Geen mens ontkomt aan de dood en het graf. Liefde en dood hebben behalve hun kracht gemeenschappelijk dat zij je als persoon ontbinden. In de daad van de liefde verlies je jouw zelf in de ander. Dat heeft iets van het gaan over de grens van de dood. Maar daarbovenuit zijn liefde en dood elkaars tegenstander. De vrouw bevestigt dat de liefde sterk is als de dood, niet dat de liefde sterker is. Geliefden van vlees en bloed leven niet voor altijd. Toch treurt het Hooglied niet over de vergankelijkheid van de liefde. De liefde biedt weerstand. De geliefden zoeken de liefde onsterfelijk te maken door haar te vieren in het hier en nu. Dat is niet enkel de liefde van dit stel. Nee, zij staan model voor de geliefden van alle tijden.

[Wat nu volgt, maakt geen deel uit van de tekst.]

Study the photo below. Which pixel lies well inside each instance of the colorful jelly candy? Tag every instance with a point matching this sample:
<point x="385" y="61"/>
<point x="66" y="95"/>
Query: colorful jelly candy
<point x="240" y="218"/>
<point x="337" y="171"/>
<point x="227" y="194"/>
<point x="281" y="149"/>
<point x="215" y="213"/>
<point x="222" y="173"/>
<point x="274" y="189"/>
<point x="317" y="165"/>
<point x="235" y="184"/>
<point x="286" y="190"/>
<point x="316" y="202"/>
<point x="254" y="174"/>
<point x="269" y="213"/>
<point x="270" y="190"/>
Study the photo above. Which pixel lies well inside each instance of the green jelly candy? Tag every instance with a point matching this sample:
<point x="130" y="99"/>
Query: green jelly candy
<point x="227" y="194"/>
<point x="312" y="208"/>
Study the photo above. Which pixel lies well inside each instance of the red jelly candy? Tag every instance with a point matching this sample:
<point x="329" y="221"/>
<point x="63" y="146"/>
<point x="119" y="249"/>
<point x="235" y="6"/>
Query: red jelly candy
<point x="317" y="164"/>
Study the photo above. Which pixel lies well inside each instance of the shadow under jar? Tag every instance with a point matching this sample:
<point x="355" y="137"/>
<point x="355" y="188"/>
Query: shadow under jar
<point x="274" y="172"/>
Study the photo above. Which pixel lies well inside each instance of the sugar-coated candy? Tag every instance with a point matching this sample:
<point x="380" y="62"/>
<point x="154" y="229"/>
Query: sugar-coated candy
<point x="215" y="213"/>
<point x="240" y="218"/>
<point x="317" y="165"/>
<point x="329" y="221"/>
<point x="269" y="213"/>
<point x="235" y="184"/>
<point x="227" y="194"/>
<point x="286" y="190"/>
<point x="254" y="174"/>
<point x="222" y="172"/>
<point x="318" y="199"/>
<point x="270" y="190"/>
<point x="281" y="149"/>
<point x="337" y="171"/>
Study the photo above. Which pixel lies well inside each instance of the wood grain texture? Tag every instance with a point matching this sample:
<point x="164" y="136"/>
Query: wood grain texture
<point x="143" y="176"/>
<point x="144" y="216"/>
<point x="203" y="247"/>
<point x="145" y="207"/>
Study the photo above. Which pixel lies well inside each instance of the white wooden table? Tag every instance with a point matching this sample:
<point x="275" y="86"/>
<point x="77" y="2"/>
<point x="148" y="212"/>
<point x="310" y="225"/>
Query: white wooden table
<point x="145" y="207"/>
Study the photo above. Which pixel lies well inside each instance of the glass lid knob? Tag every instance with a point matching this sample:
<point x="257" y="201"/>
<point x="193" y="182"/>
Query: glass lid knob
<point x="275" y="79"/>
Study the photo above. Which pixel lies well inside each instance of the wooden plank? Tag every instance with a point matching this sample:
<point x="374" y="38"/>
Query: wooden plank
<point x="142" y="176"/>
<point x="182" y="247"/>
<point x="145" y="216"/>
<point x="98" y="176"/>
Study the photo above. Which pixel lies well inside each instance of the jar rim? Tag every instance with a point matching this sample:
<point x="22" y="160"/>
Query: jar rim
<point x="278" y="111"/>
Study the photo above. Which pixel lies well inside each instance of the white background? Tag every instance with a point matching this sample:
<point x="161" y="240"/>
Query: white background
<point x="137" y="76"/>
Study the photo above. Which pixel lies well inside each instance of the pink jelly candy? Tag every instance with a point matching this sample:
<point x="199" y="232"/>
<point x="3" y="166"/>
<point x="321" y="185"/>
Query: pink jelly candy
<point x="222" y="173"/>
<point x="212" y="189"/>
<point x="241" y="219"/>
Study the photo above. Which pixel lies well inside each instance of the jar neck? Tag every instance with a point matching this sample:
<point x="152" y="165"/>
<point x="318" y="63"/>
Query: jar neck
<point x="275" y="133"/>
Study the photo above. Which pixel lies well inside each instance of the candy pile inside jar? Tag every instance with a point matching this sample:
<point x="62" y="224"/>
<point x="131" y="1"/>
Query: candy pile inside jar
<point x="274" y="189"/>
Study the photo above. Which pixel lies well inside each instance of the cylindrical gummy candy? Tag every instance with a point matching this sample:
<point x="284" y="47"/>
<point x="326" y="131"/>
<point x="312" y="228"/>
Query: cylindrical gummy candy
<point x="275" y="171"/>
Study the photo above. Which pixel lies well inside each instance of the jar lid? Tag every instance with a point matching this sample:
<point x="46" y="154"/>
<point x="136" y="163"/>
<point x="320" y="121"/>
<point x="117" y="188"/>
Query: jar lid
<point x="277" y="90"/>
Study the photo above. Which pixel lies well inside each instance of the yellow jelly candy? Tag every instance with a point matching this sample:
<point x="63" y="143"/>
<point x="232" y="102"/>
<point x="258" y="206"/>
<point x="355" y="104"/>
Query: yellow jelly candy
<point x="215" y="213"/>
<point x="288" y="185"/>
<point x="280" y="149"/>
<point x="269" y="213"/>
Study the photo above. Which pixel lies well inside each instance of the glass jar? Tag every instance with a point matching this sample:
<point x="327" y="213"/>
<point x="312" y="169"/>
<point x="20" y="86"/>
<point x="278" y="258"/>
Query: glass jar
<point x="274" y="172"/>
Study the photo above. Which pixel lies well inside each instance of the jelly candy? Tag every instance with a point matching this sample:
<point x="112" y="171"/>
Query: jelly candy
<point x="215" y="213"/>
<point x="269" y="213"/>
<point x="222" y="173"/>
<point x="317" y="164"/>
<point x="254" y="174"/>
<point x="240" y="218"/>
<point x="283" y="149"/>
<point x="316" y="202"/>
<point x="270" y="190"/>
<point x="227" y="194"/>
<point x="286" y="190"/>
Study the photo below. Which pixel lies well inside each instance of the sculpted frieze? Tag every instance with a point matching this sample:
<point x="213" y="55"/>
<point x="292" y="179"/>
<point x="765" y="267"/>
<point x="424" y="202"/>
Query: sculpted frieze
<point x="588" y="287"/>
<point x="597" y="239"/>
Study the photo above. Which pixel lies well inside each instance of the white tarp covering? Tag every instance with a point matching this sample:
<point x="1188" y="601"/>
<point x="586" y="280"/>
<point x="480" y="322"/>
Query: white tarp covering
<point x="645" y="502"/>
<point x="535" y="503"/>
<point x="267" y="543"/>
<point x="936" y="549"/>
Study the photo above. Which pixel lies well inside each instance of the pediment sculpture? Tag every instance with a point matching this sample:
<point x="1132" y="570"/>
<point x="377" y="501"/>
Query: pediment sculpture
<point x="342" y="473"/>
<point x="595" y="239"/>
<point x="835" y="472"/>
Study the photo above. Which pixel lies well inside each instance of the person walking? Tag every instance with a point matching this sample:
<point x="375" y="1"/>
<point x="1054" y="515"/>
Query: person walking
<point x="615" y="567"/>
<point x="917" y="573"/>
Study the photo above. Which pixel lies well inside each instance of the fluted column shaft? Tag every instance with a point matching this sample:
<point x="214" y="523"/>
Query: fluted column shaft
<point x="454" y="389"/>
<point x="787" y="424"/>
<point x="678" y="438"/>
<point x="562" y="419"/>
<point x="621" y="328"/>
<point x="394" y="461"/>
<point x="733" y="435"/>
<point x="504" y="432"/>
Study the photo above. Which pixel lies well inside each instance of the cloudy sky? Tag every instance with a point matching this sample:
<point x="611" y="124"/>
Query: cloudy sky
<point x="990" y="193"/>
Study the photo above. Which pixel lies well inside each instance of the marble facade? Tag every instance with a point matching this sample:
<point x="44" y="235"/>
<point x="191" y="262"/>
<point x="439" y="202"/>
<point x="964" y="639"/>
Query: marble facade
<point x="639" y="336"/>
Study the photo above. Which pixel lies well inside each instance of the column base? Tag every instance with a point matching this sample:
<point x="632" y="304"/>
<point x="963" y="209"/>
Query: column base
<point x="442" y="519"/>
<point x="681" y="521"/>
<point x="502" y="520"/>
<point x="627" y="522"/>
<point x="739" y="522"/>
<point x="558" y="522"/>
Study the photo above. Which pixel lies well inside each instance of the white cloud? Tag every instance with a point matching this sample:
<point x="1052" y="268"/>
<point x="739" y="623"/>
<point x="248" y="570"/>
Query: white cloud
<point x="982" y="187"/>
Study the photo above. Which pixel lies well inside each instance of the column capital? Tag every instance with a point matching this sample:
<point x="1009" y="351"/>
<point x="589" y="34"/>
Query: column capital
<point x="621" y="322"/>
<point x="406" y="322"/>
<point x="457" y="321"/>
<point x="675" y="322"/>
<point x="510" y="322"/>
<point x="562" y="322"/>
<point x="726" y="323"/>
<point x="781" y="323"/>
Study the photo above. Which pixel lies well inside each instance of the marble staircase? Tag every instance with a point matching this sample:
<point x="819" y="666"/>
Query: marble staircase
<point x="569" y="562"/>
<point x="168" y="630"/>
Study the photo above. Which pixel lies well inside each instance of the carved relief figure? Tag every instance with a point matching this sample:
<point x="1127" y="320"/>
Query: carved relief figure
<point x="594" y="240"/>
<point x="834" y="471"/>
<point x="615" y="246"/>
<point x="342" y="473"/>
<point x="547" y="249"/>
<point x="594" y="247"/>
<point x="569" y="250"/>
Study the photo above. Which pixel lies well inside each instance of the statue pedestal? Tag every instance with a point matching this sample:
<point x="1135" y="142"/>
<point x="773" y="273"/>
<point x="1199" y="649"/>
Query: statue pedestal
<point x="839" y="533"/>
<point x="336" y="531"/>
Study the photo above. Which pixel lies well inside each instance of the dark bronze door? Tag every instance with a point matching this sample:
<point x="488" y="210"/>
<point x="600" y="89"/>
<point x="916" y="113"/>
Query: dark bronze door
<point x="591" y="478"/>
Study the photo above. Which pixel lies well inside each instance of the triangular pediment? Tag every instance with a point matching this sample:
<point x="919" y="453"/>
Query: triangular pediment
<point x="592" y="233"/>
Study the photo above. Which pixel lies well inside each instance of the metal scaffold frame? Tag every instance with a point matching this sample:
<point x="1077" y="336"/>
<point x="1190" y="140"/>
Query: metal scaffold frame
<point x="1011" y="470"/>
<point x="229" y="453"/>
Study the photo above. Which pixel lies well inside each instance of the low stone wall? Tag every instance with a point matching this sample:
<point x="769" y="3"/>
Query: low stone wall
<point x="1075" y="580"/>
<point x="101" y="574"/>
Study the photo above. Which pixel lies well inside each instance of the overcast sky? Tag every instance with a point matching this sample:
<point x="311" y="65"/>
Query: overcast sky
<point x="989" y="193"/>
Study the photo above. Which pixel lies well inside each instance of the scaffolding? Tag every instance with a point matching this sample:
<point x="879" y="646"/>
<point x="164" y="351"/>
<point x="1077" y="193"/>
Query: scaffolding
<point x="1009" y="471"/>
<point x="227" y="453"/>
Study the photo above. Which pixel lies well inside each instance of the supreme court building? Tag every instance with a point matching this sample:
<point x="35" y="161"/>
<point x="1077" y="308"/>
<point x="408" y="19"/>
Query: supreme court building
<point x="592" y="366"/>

Als de liefde in gevaar komt, wordt hartstocht losgemaakt. Dan laaien de vlammen op. Het vuur gaat hevig branden, de gloed van de vlammen is fel. Het vuur brandt intens en wordt door niets tegengehouden. Niets stopt de liefde, niets dooft de hartstocht uit (vers 7). Want dit zijn vlammen van de HEERE. Dit is de enige keer in het Hooglied dat God ter sprake komt. Dat is nu op het hoogtepunt. Hij is in heel het Hooglied verborgen aanwezig als de Schepper van de liefde. Dat de dichter nu de HEERE laat noemen, is een aanwijzing dat Hij het is, die uiteindelijk de liefde opwekt en de hartstocht aanwakkert van de geliefden. Hij is de auteur van de liefde die duurt tot de dood. God is niet bewust in de gedachten als het stel de fysieke liefde viert. Maar dat zijn naam nu klinkt, bevestigt dat dit vers de climax is van het Hooglied. De liefde overtreft alles en God wordt erin gekend. Johannes schrijft: God is liefde (1 Johannes 4:8, 16). Een aanwijzing voor die liefde is de pure liefde zoals die wordt bezongen in het Hooglied en in dit vers haar hoogste niveau bereikt.